Revisiting the Vast Wasteland
Newton Minow’s landmark “vast wasteland” speech commemorated by Medill
May 5, 2011 | by Wendy Leopold
EVANSTON, Ill. --- In his landmark 1961 speech, Newton Minow, as chair of the Federal Communications Commission (FCC), referred to television as a “vast wasteland,” posing a debate that has lasted a half-century. At a panel last week commemorating the address’ 50th anniversary, Minow said, “the issues in that speech are as important today as they were then.”
“The media has changed but the situation has not,” the Northwestern University life trustee and Walter Annenberg Professor Emeritus told an Allen Center audience at the commemoration convened by Medill.
In turn, PBS NewsHour anchor Judy Woodruff, New York Times TV critic Virginia Heffernan and Chicago Public Media CEO Torey Malatia discussed Minow’s longstanding concerns, the legacy of his often-quoted speech and journalism today.
“Whatever else Mr. Minow did with that sublime phrase the ‘vast wasteland,’ he set up an extremely productive tension in television that has greatly enlivened the art form,” said New York Times’ Heffernan. Those two words, she added, “put (TV) under a moral cloud” and his “goading” improved programming and inspired new TV forms.
Broadcast veteran Woodruff called the reshaped newsgathering environment that digital and mobile technologies have created “a work in progress,” and encouraged us to “fasten our seat belts and hang on for the ride, working to make sure that there’s as much vetting and verifying of information as possible.”
“I am an unabashed (Newt Minow) groupie and count myself lucky to be among something else that’s vast -- the legion of his friends,” added Woodruff, who said that the concept of public interest in her own and other American newsrooms is part of Minow’s legacy.
Moderator Craig LaMay reminded the audience that Minow was a 34-year-old attorney with no broadcast industry experience when, in 1961, he lambasted TV programming and told the nation’s broadcasters that the FCC would enforce the law requiring them to serve the public interest in return for use of the airwaves.

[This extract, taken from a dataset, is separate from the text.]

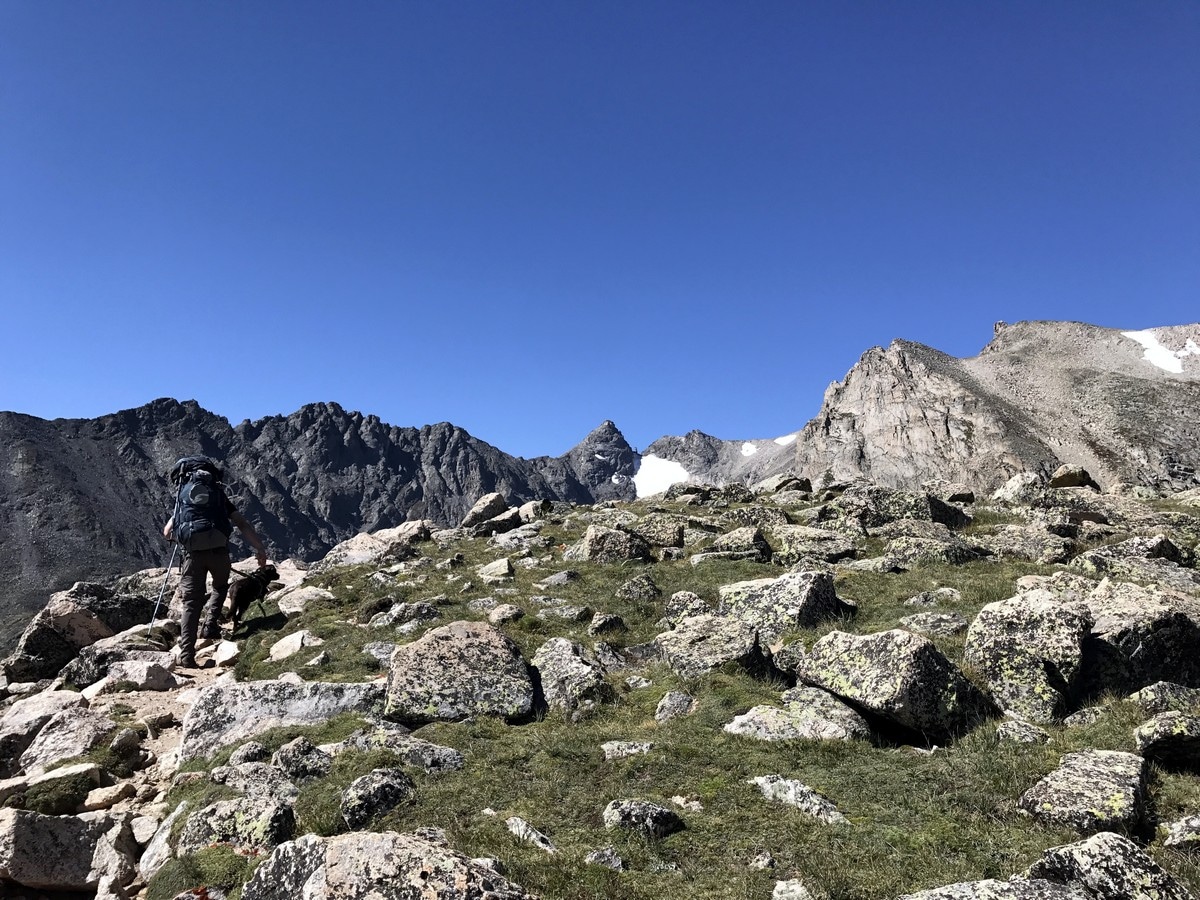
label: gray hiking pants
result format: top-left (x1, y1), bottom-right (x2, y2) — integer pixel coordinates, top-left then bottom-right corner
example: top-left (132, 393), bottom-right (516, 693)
top-left (179, 547), bottom-right (229, 659)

“Indeed, only a few weeks before President Kennedy appointed him to the FCC, the Glencoe library declined to accept him as a board member, citing his youth and inexperience,” said LaMay, Minow’s longtime writing partner and associate professor at Medill. “Today there are few people who can draw on a richer or more varied background in communications.”
While Minow spoke of globalization and technology as “two complete revolutions” that would be beyond President Kennedy’s imagination, WBEZ president Malatia warned audiences of unreasonably high expectations of the new technologies themselves as transformers of journalism today.
“I stumbled on a quote about how technology would make it possible for global understanding because all countries now could be linked to other countries in an instant and people could talk together and work out their problems,” Malatia said. The quote referred to the laying of the first transcontinental cable in the late 19th century. Committed journalists, not technology, must protect the public interest, he suggested.
Heffernan said the work of critics of books, theatre, music and other art forms often is seen as “tending gardens and pruning bouquets.” In contrast, she called hers as television critic “the Sisyphean task of trying to cultivate the vast wasteland.”
While Malatia worked to define the public interest about which Minow spoke years ago, Heffernan worked to dispel the perception of television as a vast wasteland. She urged her audience to make more time, not less, for watching TV and the Internet before deploring their contents.
For every literary period, she said, there is an art form considered disreputable and at the same time that people can’t stop consuming. “There’s always a punch line show in any period -- probably now it’s ‘Jersey Shore’” -- that’s supposed to embody television,” she added. “But I watch more than the national average of television a day, and I can tell you there are a lot of really good things on TV.”
A full transcript of Minow’s landmark 1961 speech is available at http://www.americanrhetoric.com/speeches/newtonminow.htm. An article titled “A Vaster Wasteland,” recently published in The Atlantic magazine is available at http://www.theatlantic.com/magazine/archive/2011/04/a-vaster-wasteland/8418/.
The commemorative celebration of the speech and of the man who made it was sponsored by Medill with generous support from Carnegie Corporation of New York. Minow, a partner from 1965 to 1991 at Sidley Austin LLP, is senior counsel in that law firm’s Chicago office. He also is a graduate of the School of Communication and Northwestern University School of Law and is a 1965 honorary degree recipient.